Here’s what happened:
The referendum working group still can’t agree on the wording of the constitutional amendment – so they’re already divided (and they support the Voice).
Meanwhile, an article today shows the efforts to change the wording to make the Voice’s role more defined actually makes the model worse.
And that’s because the problem isn’t the model.
The problem isn’t the wording.
The problem is the Voice itself is a dangerous and divisive idea.
It’s enshrining division and separation in the constitution and you can’t fix that.
Chris Merritt did a great job demolishing the proposed wording in The Australian today. Merritt, vice-president of the Rule of Law Institute, comprehensively demonstrates just how dangerous the Voice is: because of the near-certainty it will undermine our system of government and end up embroiled in the courts.

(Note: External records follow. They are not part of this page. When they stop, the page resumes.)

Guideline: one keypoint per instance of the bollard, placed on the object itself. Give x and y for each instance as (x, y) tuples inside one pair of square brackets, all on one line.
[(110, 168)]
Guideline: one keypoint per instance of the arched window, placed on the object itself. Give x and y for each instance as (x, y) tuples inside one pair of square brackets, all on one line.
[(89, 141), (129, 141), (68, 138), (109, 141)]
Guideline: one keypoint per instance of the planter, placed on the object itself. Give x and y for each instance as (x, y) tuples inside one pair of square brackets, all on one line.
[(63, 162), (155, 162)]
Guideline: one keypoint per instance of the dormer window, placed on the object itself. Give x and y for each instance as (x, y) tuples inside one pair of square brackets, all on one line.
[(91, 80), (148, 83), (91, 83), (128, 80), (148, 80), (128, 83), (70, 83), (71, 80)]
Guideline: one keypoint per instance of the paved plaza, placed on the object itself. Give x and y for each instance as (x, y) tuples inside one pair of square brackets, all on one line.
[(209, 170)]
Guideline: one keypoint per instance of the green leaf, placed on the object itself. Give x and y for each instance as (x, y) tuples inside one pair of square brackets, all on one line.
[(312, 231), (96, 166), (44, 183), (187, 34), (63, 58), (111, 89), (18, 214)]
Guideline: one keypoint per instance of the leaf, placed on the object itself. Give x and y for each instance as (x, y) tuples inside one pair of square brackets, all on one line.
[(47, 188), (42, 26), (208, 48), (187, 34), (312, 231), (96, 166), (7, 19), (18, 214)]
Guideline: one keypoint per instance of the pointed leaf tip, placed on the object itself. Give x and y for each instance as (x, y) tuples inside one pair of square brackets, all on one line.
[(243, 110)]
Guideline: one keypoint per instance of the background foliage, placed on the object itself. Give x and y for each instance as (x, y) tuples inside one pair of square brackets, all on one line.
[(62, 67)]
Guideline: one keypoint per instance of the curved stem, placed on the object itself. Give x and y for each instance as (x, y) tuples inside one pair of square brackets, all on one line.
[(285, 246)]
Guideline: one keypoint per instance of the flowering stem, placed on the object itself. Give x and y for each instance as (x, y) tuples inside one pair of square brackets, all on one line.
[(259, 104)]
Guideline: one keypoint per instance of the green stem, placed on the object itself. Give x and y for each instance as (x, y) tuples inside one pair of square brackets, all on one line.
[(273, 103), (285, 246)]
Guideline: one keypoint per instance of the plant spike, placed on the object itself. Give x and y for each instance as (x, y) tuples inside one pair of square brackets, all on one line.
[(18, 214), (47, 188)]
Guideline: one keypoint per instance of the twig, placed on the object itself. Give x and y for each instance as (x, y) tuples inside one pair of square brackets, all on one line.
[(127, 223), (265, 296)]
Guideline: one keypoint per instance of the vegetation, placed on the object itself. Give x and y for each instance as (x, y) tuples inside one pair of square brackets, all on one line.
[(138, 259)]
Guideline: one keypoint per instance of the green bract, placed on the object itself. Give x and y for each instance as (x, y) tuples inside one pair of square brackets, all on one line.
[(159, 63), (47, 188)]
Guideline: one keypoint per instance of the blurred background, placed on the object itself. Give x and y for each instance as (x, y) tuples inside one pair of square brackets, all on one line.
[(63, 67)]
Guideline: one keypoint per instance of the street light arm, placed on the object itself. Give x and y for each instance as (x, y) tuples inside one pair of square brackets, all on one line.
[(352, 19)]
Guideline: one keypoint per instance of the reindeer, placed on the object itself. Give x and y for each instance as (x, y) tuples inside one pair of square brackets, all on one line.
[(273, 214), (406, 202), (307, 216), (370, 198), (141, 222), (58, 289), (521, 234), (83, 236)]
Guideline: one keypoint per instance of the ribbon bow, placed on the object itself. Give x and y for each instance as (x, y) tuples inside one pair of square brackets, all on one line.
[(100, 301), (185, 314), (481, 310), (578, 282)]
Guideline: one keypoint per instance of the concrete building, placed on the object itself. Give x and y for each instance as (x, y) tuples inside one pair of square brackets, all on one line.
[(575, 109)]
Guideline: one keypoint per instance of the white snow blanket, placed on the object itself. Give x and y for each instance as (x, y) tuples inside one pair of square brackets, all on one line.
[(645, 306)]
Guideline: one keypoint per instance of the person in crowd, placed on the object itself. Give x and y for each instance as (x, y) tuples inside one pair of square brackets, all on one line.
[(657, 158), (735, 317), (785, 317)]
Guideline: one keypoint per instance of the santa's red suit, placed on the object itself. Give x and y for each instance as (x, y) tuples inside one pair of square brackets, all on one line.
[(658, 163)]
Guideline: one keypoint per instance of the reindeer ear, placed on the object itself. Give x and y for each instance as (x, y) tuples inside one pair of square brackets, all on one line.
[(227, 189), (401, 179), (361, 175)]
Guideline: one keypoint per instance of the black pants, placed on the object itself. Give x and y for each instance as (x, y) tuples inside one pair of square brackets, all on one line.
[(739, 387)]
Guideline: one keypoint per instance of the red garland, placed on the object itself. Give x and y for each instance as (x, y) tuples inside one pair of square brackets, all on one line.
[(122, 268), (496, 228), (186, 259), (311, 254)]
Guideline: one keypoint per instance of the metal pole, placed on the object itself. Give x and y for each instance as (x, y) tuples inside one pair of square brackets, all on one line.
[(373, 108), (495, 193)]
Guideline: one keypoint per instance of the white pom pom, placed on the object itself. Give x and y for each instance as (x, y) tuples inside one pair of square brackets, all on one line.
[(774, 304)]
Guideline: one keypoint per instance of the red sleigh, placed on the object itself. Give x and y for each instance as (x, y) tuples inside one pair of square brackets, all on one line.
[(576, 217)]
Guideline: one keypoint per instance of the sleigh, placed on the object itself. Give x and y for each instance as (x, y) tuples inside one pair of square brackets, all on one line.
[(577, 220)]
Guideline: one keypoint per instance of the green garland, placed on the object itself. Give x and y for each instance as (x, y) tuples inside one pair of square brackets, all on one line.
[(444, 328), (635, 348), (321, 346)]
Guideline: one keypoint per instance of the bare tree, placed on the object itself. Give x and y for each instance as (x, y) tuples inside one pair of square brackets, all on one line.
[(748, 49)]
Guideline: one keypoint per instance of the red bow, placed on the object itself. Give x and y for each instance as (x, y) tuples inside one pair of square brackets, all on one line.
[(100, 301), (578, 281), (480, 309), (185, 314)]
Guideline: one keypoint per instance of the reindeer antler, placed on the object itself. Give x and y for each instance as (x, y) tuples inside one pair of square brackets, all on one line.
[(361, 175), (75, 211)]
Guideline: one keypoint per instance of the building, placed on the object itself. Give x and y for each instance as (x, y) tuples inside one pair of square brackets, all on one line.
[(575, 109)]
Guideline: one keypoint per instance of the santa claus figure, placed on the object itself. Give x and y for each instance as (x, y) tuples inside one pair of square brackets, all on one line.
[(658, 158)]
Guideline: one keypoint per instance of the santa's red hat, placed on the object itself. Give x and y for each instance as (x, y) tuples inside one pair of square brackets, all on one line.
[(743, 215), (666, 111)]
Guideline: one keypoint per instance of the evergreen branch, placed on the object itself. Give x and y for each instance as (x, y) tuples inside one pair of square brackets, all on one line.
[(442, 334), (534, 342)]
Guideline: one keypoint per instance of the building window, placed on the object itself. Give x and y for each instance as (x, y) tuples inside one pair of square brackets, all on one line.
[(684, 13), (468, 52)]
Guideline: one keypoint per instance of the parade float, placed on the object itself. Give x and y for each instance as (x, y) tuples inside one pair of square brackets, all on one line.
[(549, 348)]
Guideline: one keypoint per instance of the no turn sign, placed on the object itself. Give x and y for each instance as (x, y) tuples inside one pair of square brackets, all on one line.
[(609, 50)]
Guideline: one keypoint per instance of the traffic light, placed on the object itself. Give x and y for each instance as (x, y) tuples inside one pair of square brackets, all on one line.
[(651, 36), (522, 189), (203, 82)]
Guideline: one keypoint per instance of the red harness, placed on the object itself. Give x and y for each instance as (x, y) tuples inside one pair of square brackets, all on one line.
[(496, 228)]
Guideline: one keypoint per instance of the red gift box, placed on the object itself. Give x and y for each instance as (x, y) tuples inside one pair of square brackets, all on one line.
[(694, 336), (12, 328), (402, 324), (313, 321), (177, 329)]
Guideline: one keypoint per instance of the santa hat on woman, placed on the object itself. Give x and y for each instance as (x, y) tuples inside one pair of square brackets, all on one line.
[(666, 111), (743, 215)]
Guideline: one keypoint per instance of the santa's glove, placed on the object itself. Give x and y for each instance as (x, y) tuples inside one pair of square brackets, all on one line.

The confusion, the lack of community-wide consultation and the slow leaking of information from private meetings is undermining all that could be good about the Voice.
Remember, you’re being asked to change the constitution – a big deal – and the people asking you don’t even know what they want to change yet. That’s what makes the confusion, lack of consultation, and leaking of information so dangerous.
Merritt then continues by explaining clearly the judicial dangers of the Voice:
The very real complication of setting up the voice to second guess decisions made by the federal executive – ministers and public servants – has serious consequences for governance and the law itself
This is the key thing: the Voice, whatever its proponents say, simply has to undermine governance and the law. That’s by design. And the fact is, the Voice advocates don’t even know how it will undermine it. That’s what makes it so dangerous.
Even worse, Merritt notes:
The latest change could even trigger debate about whether the government wants to use the coming referendum to erode the separation of powers in order to head off the risk of litigation that is inherent in its model for an Indigenous Voice.
Read that again: “erode the separation of powers” because there’s a “risk of litigation that is inherent in its model”. Daming stuff.
Merritt is firm about what this means:
All this would inevitably embroil the court in political disputes about the powers of the voice, the parliament and the High Court. This cannot be allowed to happen.
That’s right. We cannot allow a poorly thought through, divisive Voice into our constitution where it will put at risk our system of government.
Meanwhile, The Australian also published Shireen Morris, director of the Radical Centre Reform Lab at Macquarie University who is concerned the voice doesn’t need to be watered down at all.
I thought this was meant to be unifying.
Instead, you’ve got the Attorney-General trying to water down the voice with language that actually makes it more likely to be caught up in the courts, you’ve got another Voice activist saying it’s actually already too watered down, and the referendum council can’t decide on the final wording.
And you’re meant to agree to change the Constitution based on this?
Merritt closes with the key point:
The Garma model is not modest. It would empower the Voice to provide advice to the executive as well as to parliament.
It’s not modest. It’s dangerous. It’s already divisive and will become even more so.
The only sensible response is to say ‘no’.